Getting the film out there into the world
Another documentary producer once told me that if I want to get my film on Netflix, I’m going to have to know somebody that’ll get my foot in the door. Either somebody famous attaches their name to the film or I should know somebody who works in the company. Many people pitch their ideas only to not make it all the way to the screen.
I once heard that it helped a great deal when Leonardo DiCaprio became the executive producer of Cowspiracy. One author who just got invited to produce a Netflix series told me she’s partnered with an experienced producer who already had some shows on Netflix in the past.

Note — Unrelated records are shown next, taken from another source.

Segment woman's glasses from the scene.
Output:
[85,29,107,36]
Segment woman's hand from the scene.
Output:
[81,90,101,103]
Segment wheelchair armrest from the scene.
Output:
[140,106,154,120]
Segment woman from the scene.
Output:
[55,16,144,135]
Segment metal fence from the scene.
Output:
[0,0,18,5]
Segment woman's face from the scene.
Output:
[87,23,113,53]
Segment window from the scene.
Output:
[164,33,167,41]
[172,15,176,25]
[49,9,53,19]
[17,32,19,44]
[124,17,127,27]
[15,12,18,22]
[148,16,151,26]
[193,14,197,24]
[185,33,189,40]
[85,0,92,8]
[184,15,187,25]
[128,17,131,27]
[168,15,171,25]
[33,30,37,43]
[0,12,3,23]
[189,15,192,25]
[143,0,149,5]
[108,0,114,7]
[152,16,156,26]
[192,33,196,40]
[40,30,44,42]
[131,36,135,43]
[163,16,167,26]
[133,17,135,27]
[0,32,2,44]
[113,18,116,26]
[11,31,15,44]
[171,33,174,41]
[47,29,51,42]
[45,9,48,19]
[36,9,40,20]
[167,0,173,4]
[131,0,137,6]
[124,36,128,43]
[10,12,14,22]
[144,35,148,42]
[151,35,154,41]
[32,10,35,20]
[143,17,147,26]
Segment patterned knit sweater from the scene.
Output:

Aside from emailing some people back and forth for a few pieces of advice, I don’t fall into either of those categories. For this reason, I’m going to rely heavily on my marketing background and take a different approach. Even if I don’t ultimately appear on Netflix, I still want the film to be seen hundreds of millions, if not billions of times.
In the past, I would write a book and then wait to get it out there after it was done. This left a lot of unread books sitting in my garage.
While I build out the film, I want it to be more than just about the end result and more about turning into a movement that involves the whole community. As part of this, I made the decision to release all of my interviews for free on my website and social media leading up to its release.
Most of the Zoom interviews will be re-recorded in 4K when I meet them in person. This way, I build momentum and a following.
In addition to recording, I am seeking the advice of other marketers and branding experts to help build out a movement of (hopefully) millions of vegans who share this cause. If I can approach a large cinema or online streaming service showing I have a following that is eager and ready to watch the film, I feel this will greatly increase the odds of being chosen to be on their platform.
Anyhow, that’s where I’m at now. Building out my social media channels. Putting together an email newsletter. Scheduling interviews via LinkedIn. Paying out of my pocket for camera gear and freelance videographers to film in their free time. Taking it one step at a time. With the confidence that one day everything will come together and my work will be done.
This is just a small glimpse behind the scenes of Creating a Vegan World.
But most importantly, what I found during my first online interview with David Simon, at the surface, we all might want to start the next billion-dollar company like Ethan Brown from Beyond Meat. But when you go out there and “do something more”, you’ll find that one thing comes most naturally to you. That’s your niche.
We are all a piece of the larger puzzle, working together as one. And one unseen step at a time, this is where the real change will continue to happen.